Mr. McLean said the bureau's decision to go solely with a fixed-income portfolio was the politically expedient route to go considering the pressure on officials because of the agency's recent troubles.

'Opportunity cost'

"If I was still the chief investment officer and I wanted to preserve my job and people said turn this portfolio into something that wasn't going to lose a dime, you put it all into the fixed income," Mr. McLean said.

"You can argue that it isn't going to lose a lot of money, but in fact, there's a tremendous opportunity cost.

"There's an obligation to the workers in the state of Ohio and those who rely on the state of Ohio to structure a portfolio that's appropriate for the liabilities and the type of business the bureau is in."

Mark Rickel, Mr.
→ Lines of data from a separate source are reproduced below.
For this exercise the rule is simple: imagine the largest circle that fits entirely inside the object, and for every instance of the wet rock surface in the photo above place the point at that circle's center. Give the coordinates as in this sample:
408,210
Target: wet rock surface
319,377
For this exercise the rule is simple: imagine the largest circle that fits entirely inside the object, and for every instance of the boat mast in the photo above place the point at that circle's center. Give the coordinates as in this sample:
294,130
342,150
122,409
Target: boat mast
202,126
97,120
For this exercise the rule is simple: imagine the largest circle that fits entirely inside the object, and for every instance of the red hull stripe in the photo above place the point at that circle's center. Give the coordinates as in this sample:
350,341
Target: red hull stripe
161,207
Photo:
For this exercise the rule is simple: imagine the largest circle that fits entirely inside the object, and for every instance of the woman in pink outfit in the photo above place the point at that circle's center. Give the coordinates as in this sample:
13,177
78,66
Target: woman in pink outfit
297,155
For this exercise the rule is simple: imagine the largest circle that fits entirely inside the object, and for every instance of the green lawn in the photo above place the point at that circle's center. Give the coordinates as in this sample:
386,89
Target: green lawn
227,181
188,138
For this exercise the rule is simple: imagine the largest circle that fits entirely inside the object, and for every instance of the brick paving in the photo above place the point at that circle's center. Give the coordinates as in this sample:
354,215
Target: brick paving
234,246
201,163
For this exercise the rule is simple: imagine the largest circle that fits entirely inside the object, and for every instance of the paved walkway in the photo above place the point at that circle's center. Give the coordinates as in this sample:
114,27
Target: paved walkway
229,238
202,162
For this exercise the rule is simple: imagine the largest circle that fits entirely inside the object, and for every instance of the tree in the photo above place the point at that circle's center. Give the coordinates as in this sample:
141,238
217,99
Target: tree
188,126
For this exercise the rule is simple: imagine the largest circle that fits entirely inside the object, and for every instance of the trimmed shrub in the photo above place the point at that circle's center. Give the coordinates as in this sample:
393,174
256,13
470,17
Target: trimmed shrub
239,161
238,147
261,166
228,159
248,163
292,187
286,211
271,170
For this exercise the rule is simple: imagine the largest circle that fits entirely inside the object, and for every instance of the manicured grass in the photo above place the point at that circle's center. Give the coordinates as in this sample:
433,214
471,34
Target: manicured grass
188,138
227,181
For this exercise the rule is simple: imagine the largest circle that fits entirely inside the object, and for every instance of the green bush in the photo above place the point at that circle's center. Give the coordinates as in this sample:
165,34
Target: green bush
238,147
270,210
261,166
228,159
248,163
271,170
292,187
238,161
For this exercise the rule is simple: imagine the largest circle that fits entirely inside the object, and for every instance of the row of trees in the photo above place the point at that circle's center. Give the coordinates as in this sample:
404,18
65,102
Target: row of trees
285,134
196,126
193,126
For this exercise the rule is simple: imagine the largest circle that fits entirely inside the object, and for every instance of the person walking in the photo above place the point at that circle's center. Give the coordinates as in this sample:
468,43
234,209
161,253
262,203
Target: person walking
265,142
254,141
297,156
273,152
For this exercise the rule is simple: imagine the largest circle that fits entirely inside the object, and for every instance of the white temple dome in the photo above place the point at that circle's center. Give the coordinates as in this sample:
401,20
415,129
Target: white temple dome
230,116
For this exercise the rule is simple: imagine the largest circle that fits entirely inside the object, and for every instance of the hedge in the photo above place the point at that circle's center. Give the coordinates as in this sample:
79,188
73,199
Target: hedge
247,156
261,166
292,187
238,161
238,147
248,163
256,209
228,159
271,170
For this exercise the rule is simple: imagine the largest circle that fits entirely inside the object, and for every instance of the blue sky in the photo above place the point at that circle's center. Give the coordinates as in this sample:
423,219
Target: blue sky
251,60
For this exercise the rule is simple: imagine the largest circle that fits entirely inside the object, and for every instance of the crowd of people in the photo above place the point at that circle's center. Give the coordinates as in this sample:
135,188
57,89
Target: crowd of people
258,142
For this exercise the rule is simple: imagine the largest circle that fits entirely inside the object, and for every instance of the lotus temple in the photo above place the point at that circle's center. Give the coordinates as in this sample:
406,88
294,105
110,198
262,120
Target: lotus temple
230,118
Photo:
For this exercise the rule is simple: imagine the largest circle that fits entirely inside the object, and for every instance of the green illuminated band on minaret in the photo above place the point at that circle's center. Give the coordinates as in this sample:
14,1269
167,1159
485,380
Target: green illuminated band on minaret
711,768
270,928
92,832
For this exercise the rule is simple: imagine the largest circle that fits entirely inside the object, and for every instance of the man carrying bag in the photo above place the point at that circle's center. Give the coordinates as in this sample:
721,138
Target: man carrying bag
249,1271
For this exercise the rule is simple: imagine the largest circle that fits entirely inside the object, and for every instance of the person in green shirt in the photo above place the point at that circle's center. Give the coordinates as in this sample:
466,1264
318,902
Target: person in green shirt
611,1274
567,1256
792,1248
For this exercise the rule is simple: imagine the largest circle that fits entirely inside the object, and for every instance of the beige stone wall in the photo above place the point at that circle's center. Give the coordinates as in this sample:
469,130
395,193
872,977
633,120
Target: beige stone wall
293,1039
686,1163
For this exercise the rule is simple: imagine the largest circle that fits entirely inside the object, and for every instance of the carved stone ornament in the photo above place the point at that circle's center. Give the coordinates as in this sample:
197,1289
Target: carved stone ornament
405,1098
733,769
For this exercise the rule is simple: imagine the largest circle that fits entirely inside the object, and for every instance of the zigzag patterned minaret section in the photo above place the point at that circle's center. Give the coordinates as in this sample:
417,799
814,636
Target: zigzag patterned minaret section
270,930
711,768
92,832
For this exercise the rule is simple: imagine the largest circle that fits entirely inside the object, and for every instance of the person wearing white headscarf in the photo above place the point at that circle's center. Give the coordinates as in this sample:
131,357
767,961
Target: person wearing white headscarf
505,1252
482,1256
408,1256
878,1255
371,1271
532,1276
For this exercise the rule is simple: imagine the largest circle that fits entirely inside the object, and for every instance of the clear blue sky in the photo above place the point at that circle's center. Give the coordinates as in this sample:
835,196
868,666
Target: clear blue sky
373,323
Taft's press secretary, said the governor did not make the decision to shift to a fixed-income approach.

"By law, these decisions are made by bureau staff and the Oversight Commission," Mr. Rickel said.

Once the bureau's equities are moved into fixed-income funds, the only nonfixed-income funds in the agency's portfolio will be "alternative investments," which often are longer-term investments and difficult to liquidate.

Brad Pacheco, a spokesman for the California Public Employees Retirement System, said there are very few reasons why a public system would put all of its fund in one type of investment.

He said CALPERS $196 billion portfolio contains a mix of investments, including fixed-income funds, equities, hedge funds, and alternative investments like real estate.

"Your asset allocation is what drives your return," he said.

"Obviously, an all fixed-income instrument is pretty conservative. Our board believes that we have a diversified portfolio ... so if we have losses in one area, gain in another can offset those losses."

He added, "We don't put all of our eggs in one basket."